Leader of the New Brunswick New Democratic Party
- In office June 18, 1988 – September 25, 2005
- Preceded by: George Little
- Succeeded by: Allison Brewer

Member of the Legislative Assembly of New Brunswick for Saint John Harbour Saint John South (1991-1995)
- In office September 23, 1991 – October 13, 2005
- Preceded by: John Mooney
- Succeeded by: Ed Doherty

Personal details
- Born: Elizabeth Jane Weir February 20, 1948 (age 78) Belfast, Northern Ireland, United Kingdom
- Party: New Brunswick New Democratic Party
- Alma mater: University of Waterloo University of Western Ontario
- Profession: Lawyer

= Elizabeth Weir =

Canadian lawyer and politician

Elizabeth Jane Weir (born February 20, 1948) is a Canadian lawyer and politician in New Brunswick. She was elected leader of the New Democratic Party of New Brunswick in June 1988 and became an opposition voice to the Liberal government, which held all 58 seats in the Legislative Assembly of New Brunswick.

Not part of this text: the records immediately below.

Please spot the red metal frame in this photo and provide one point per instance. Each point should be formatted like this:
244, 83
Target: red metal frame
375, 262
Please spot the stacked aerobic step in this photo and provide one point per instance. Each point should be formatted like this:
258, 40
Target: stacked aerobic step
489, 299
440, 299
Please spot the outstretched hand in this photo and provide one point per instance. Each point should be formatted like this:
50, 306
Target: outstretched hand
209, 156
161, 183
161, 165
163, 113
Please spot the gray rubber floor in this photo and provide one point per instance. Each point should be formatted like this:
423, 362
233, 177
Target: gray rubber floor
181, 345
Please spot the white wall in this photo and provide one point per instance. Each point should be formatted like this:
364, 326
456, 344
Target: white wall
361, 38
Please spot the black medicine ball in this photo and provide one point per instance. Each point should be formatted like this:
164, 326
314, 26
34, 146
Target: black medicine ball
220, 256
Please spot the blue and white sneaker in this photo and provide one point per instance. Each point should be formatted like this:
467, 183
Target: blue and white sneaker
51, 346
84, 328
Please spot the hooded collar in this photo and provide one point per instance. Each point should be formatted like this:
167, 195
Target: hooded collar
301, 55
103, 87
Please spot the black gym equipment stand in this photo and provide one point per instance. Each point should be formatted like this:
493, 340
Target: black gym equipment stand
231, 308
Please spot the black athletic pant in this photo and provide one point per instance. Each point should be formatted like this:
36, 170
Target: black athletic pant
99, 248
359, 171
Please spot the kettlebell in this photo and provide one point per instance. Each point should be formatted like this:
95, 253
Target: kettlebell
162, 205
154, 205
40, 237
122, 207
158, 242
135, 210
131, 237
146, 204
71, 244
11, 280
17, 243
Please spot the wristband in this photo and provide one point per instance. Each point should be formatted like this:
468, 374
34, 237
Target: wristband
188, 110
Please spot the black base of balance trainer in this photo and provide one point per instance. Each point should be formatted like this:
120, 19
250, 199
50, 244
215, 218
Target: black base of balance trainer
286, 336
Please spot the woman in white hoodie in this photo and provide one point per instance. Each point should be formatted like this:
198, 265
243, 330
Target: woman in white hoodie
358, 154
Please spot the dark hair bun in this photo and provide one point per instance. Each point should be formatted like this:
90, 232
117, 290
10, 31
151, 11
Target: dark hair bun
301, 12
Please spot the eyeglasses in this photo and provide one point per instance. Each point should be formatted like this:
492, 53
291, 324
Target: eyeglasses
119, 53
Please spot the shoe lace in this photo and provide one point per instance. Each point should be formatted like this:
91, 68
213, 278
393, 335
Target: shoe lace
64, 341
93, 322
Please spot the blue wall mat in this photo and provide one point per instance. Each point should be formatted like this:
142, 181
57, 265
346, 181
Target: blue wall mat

Born in Belfast, Northern Ireland, Weir was educated at the University of Waterloo and the University of Western Ontario. She has taught at York University and the University of New Brunswick. Weir was first elected to the legislature in 1991 in the riding of Saint John South where she defeated Liberal John Mooney by only 78 votes. In 1995, the riding became Saint John Harbour and she was re-elected in 1995, 1999 and 2003. During that time, she was the sole New Democrat in the legislature.

In 2000, Weir released documents accessed under the Right to Information Act surrounding a $1 billion upgrade project for the Irving Oil Refinery being put in motion without being completely assessed for its environmental impact, suggesting that the government "ignored the public interest and pandered to big business."

At the 2003 federal NDP convention at which Jack Layton would be elected party leader, Weir sought the presidency of the federal party against re-offering incumbent Adam Giambrone. Midway through the convention, Giambrone and Weir decided to seek a co-presidency. Many delegates balked, especially at the assumption that they could push through a sudden constitutional change in a party often dearly concerned with internal process. The joint ticket was withdrawn, and Weir placed second after Giambrone and ahead of a candidate from the NDP Socialist Caucus.

On October 8, 2004, Weir announced that she would be stepping down from the leadership of the New Brunswick NDP but would stay on until a successor was chosen. She also pledged to run for re-election to the legislature in the next general election; however, she eventually reversed this pledge. Allison Brewer was chosen as her successor at a September 2005 leadership convention and Weir resigned her seat from the legislature on October 13, 2005 to accept the appointment to be the first president and CEO of the new New Brunswick crown corporation the Energy Efficiency and Conservation Agency.

Weir was made a Member of the Order of New Brunswick in 2021.

Weir endorsed Alberta MP Heather McPherson in the 2026 New Democratic Party leadership election.